Quantitative approaches for the objective assessment of wall motion are mainly based on two techniques: one uses the endocardial border motion from 2-D images with or without echo contrast, and the other uses the measurement of myocardial velocity by tissue Doppler.

In this issue of the Journal Mädler et al.,3report on a method they developed for objective assessment of coronary artery disease using myocardial Doppler velocity during DSE. The MYDISE, Myocardial Doppler in Stress Echocardiography Study was a collaboration between eight European centres. In a group of 289 subjects myocardial velocity of 11 left ventricular segments were measured during DSE. In a group of 92 subjects with a very low probability of coronary artery disease and a group of 48 with proven coronary artery disease myocardial velocity values were assessed at maximal stress. Velocities were corrected for heart rate, age and female gender. The most reproducible parameter was peak systolic velocity (in cm/s) during ejection. Myocardial velocity is reduced in the presence of ischaemia and/or scar tissue. Diagnostic models were constructed for the three different coronary artery territories, (LAD, LCX, and RCA), by sampling at selected segments correcting for age, heart rate and female gender. These models were validated in a group of 149 patients referred for chest pain, using coronary angiography as a reference. Using best cut-off points from receiver-operator curves, the sensitivity and specificity for the detection of LAD, LCX, and RCA disease were 80% and 80%, 91% and 80%, and 93% and 82%, respectively.
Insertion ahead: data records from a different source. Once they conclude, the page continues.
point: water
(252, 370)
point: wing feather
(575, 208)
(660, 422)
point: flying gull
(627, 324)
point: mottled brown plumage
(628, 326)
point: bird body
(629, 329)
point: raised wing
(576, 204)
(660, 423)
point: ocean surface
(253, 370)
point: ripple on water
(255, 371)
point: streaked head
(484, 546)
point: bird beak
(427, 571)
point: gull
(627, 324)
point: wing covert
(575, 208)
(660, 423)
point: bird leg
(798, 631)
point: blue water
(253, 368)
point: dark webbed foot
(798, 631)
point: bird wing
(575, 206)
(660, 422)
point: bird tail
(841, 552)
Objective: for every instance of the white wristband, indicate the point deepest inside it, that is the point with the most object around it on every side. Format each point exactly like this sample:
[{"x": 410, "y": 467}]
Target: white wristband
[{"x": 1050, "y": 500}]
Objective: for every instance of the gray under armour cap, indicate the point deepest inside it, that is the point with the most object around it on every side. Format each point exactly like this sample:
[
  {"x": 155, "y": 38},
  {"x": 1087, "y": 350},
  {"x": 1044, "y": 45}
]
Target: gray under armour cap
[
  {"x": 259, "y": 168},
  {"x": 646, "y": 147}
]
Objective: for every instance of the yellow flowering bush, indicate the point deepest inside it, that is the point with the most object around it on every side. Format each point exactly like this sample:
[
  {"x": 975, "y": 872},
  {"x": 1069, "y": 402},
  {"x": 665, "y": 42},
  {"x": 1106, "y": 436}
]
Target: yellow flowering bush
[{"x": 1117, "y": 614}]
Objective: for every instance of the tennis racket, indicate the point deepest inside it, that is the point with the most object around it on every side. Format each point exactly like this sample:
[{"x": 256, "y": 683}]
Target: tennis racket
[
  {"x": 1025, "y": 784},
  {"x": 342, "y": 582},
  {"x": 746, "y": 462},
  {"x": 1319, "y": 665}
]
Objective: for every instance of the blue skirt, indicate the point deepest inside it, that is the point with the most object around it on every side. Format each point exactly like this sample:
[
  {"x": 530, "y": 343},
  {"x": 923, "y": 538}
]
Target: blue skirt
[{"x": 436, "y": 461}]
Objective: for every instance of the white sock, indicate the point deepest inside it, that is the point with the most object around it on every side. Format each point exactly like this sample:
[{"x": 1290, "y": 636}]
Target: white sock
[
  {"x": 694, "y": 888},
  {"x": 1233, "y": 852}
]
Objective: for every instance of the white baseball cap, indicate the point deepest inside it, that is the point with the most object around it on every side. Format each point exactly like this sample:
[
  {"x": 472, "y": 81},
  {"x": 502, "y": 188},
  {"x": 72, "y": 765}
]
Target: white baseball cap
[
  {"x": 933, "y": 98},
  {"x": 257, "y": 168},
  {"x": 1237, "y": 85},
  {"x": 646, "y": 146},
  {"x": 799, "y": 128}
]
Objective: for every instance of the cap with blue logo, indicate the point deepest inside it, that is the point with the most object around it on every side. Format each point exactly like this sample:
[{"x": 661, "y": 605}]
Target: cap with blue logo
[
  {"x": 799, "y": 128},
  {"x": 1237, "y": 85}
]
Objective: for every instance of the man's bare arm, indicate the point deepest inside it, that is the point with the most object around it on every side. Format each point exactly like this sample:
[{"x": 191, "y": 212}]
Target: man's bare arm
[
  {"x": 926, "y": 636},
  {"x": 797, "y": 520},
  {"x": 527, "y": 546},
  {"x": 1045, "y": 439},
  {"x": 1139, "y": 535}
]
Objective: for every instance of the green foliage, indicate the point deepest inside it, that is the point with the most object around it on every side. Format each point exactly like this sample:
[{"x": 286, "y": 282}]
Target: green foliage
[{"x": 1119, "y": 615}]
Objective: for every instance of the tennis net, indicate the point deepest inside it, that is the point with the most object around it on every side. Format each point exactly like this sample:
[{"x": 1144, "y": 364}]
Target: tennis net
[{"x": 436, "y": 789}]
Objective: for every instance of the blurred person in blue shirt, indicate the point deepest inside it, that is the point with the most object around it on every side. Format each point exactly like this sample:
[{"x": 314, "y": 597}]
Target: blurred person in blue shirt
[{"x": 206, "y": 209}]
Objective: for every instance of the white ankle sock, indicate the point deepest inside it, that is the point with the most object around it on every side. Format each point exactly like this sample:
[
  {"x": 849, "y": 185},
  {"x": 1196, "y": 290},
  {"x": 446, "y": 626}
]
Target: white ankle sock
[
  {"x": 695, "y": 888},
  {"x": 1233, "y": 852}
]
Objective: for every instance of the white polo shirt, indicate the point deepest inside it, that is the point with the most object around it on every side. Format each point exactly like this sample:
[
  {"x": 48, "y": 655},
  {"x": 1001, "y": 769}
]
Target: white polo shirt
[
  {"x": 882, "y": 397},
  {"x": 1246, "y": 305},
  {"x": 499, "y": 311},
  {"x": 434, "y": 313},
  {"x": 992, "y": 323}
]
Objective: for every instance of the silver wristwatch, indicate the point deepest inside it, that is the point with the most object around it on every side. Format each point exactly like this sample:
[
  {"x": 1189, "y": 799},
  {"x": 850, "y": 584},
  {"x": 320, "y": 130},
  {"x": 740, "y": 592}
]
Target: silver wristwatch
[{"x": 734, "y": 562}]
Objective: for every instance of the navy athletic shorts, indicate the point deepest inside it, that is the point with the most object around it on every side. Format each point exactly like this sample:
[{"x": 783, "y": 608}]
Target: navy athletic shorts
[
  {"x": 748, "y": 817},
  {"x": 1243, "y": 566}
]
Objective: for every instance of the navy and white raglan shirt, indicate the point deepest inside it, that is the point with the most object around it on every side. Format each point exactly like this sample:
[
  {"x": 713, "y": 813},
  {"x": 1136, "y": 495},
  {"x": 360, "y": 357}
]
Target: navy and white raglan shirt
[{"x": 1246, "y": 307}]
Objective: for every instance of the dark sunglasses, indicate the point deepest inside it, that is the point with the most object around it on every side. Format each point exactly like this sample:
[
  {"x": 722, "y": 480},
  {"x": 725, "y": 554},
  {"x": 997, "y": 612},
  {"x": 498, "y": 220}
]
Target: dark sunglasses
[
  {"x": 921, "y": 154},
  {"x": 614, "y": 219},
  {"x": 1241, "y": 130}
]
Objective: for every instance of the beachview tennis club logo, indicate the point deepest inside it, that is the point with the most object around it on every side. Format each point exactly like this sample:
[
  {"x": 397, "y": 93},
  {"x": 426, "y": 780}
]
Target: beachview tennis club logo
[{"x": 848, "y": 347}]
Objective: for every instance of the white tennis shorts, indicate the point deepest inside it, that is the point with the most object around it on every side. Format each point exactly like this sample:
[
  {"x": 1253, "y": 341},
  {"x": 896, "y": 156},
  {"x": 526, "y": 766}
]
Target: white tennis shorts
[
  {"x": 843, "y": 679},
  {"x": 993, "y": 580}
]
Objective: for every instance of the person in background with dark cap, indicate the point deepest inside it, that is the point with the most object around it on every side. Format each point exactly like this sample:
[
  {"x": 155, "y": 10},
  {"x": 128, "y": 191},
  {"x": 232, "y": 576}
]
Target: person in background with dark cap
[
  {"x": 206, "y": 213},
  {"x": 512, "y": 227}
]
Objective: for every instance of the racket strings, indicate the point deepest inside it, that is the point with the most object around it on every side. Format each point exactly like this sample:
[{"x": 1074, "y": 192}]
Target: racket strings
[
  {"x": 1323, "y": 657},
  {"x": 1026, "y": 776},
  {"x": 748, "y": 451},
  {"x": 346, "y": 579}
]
Tissue Doppler imaging has two important advantages: first, a high signal-to-noise ratio and, secondly, assessment of the longitudinal (base-apex) contraction, which contributes to half of the left ventricular ejection fraction. Instead of a simple velocity cut-off, Mädler and colleagues chose a sophisticated approach taking into account the coronary artery territory, age, heart rate, and female gender. Using this model a high sensitivity and specificity was achieved for the detection of coronary artery disease.3

Although the tissue Doppler velocity technique has many advantages and can be used successfully for the assessment of myocardial viability,4,5some disadvantages exist, which may hamper future widespread use.6Because tissue Doppler velocity of a segment is measured relative to the transducer, the velocity is influenced by the motion of adjacent segments and by translation and rotation of the heart. For instance, the presence of a scar or ischaemia of a mid-ventricular segment will influence the contraction velocity at the base. The recently introduced techniques of regional myocardial strain and strain-rate imaging should overcome this limitation. Jamal and colleagues were one of the first to show the value of strain-rate imaging for the detection of stunned myocardium in a pig model. After reduction of coronary flow of the LCX, inducing stunned myocardium, the reduced contractile reserve during low-dose dobutamine infusion could by accurately assessed compared to control animals by strain-rate values.7Both Kowalski and Davidavicius subsequently defined the feasibility of ultrasonic strain / strain-rate imaging for various forms of clinical stress testing.8,9In a more recent study of Voigt and colleagues of the use of strain-rate for the assessment of myocardial ischaemia during DSE was shown. These data showed the progress strain-rate imaging has made over the past years for the objective assessment of myocardial viability and ischaemia.10

Nonetheless, despite the potential limitations of tissue Doppler velocity imaging, this study represents a sophisticated approach to the quantitative assessment of wall motion and future studies are warranted to further define the role of tissue Doppler velocity imaging compared to other techniques such as ultrasonic strain-rate imaging during DSE.